Ten Years of Abandoned Canva Designs
Dopamine bursts and tee-shirt designs. Eight lost projects for your viewing...

I been on Canva ten years. I get an idea and sprint to Canva to actualize it. Dopamine burst. Apparently, future planning gives the dopamine sensitive the hit they need. And then it tanks during execution. Every foray into Canva is a form of future planning - this tee-shirt design will make me rich, this poster will bring the fans out, this template will make me an ace.
Often, I get something pretty good within minutes, but usually, not complete. Sometimes more questions are raised and it spirals out, in a series of duplications and iterations. Then I am forced to move on. Sadness, of course. I am Sisyphis, a name I can’t spell because I’m too busy with my boulder.
Here at Substack as well, I’m at risk of iterations and abandonments. Already the drafts of posts are piling up.
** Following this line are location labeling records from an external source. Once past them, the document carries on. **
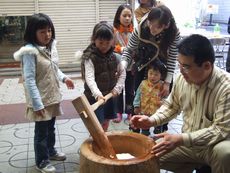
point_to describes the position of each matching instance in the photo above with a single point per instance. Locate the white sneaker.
(59, 156)
(46, 167)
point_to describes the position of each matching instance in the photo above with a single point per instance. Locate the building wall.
(73, 19)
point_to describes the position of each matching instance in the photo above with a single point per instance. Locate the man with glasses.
(201, 93)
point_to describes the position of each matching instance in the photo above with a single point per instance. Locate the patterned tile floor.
(16, 139)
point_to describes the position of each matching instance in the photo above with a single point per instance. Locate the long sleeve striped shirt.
(205, 109)
(133, 46)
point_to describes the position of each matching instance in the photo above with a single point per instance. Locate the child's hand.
(69, 83)
(137, 110)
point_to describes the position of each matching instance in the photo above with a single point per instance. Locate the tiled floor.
(16, 139)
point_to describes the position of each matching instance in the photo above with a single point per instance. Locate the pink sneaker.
(118, 119)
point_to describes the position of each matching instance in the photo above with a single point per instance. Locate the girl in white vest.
(41, 76)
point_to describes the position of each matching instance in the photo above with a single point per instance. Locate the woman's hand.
(141, 121)
(69, 83)
(167, 142)
(115, 93)
(165, 90)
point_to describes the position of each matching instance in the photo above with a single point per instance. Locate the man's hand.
(141, 121)
(167, 143)
(40, 113)
(69, 83)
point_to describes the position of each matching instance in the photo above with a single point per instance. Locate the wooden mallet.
(86, 112)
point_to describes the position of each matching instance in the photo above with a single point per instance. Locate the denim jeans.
(44, 140)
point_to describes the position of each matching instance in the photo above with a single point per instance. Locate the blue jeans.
(44, 140)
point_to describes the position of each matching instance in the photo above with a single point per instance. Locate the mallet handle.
(101, 101)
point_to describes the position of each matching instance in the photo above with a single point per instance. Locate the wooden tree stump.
(92, 161)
This post itself is a race against the clock.
Getting a Timer Involved
Perhaps, if I can assess exactly how long these dopamine wave lasts, I could set a timer on Substack post writing. Then I might be able to get posts out before the tank.
I should try that now!
[This itself is an exciting Future Plan and I can feel it giving me more Dopamine already.]
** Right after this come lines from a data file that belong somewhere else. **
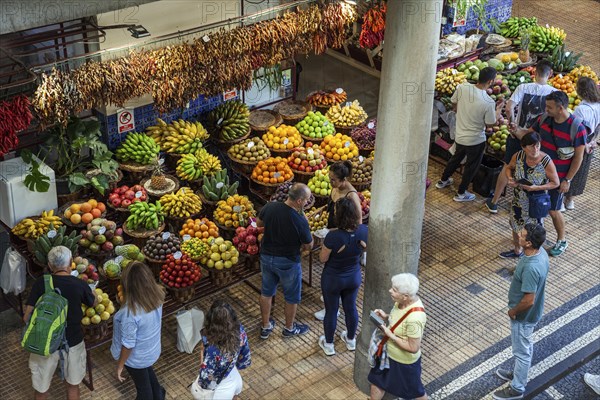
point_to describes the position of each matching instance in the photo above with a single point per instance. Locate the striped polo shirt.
(556, 135)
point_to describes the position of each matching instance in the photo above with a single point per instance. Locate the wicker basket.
(262, 120)
(292, 111)
(181, 295)
(94, 332)
(136, 172)
(269, 188)
(173, 186)
(67, 222)
(139, 237)
(226, 144)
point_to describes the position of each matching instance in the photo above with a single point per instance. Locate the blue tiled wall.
(145, 116)
(499, 9)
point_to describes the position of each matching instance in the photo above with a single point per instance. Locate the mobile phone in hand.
(376, 319)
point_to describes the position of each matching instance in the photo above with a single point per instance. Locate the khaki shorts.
(43, 368)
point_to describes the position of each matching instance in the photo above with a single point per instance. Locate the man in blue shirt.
(286, 234)
(526, 306)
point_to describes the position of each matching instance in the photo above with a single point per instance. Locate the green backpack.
(45, 330)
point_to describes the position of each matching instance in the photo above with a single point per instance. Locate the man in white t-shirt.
(474, 112)
(530, 101)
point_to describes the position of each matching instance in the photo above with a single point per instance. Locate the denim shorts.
(556, 199)
(286, 271)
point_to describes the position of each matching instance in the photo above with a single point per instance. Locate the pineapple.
(158, 180)
(524, 52)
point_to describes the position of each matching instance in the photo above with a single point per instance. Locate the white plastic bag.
(13, 274)
(189, 324)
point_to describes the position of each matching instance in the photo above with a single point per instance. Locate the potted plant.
(72, 168)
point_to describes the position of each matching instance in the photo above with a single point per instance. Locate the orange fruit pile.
(284, 137)
(339, 147)
(272, 170)
(200, 228)
(85, 212)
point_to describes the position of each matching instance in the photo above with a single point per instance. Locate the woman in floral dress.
(224, 351)
(537, 168)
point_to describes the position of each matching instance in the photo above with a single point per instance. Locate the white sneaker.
(442, 184)
(328, 348)
(350, 344)
(466, 196)
(570, 205)
(320, 315)
(593, 382)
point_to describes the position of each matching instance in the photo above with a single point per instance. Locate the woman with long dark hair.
(589, 111)
(224, 351)
(136, 331)
(341, 278)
Showing Them to You to Give Meaning
So I want to do a kindness to the previous me who made whatever little creative effort, in Canva, and then got tired, and then forgot. It may be ongoing. There’s years of this stuff to unload on you. This is Canva Log 0001.
Making a spectacle, a catalogue, of the attempts to create is surely the height of self-indulgence. But! Fear of self-indulgence stops many from being artists at all. They rest the line of demarcation between being an artist and doing something else entirely. So why, having discarded that first demarcation line, by choosing call myself an artist, would I then re-establish the line somewhere within the realm of art?
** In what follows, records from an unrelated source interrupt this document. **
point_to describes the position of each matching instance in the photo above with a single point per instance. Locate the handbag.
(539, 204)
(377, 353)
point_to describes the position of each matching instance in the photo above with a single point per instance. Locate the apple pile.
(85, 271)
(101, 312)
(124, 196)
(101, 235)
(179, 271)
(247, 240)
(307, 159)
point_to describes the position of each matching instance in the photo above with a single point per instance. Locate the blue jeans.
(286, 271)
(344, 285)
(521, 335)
Calling something self-indulgent is one of those notes that reveals a different issue; it’s not working. Maybe it’s not giving the audience anything in exchange for the attention it requests.
So this spectacle, does it offer anything? I personally often pause the tv when someone’s papers or journals or any other written text in a documentary is casually visible. I can usually make out the words. I find that interesting.
Maybe you’ll find this Canva log interesting.
I’m trying alchemize what I perceive as lost time, retroactively.
Writing my depression book was one such effort.
Here, sharing the chaos of my Canva lifestyle, is another.
Perhaps, telling the story of failed attempts, will offer its own satisfaction to one or both of us.
A few Canva projects…
Here, I decided to design for myself a page-by-page template for journaling my way out of confusion. I wanted it to start very simply. These were the first two pages.

Designing tee-shirts for my friend Chloe Caldwell, because I think she should have more merch, and I prefer to make that case by just designing it and going, look, you could print this.
Scrolled down and found another design for Chloe. When I asked if she had a good website, she said the below and I thought, teeshirt.
What did you do today? Do I mention the below?
I was looking to create a quick poster for Edinburgh fringe (in Scotland in August). I thought I’d use one of the photos taken by Ariel Fish for that issue of The Cut print I was in. I started to wonder if I could use the blown-up shirt effect to make myself into a balloon on the poster. It wasn’t reading as balloon, so I added more balloons. I was very tired after I achieved this image. I knew it wasn’t what I wanted for my poster (I don’t think?) but I had to make it. It exists now. You have to deal with it.
Another time I attempted to design a poster, I started to think about optimizing for the Edinburgh Fringe context. Here, I sent this to my friend Paul
I had already designed and tested several vortex images
Note me in the center. Also floating randomly at the bottom.
A foray into form building
Abandoned.
A visual template for organizing a piece of writing once I know the intended word count. I do this all the time. I often don’t use them, but making them does allow me to sit inside the notion of word counts.
Actually this is pretty useful, maybe I make these widely available, although I suspect it is the making of the template that lets you experience its truths. The magic you create yourself, etc.
Oh, here’s a few shots from a deck I made in advance of marketing discussions with Netflix. The last image is a slide explaining how I was having trouble identifying exact frames I wanted to pull for potential use. Natasha Lyonne, director, really celebrated me when I made these decks. And would pipe in on the e-mail thread, acknowledging them. Sometimes I’d show up with something exhaustive related to the project, time codes, etc.. but I’d be exhausted and sort of over it, and she’d look at it, and say, “no, this is good work” and then we’d go through it. Very special.
Some issues I had with the tech, offered in a slide...
I’m finding this interesting, but I am completely exhausted, and the dopamine is gone. Do I have the energy to hit post? Not sure. Can always edit later.
A quick re-read reveals the paragraphs, and the headers, aren’t really flowing. But fuck it, you read reddit, probably, and that’s chaos.
-Jacqueline
balloon shirt poster would make a fab all over print t shirt....
Cutout head guy on citrus bkg is kind of winning the Edinburgh fest wall grid… a deeper, hotter yellow featuring a cutout Jacq head (or full body), perhaps?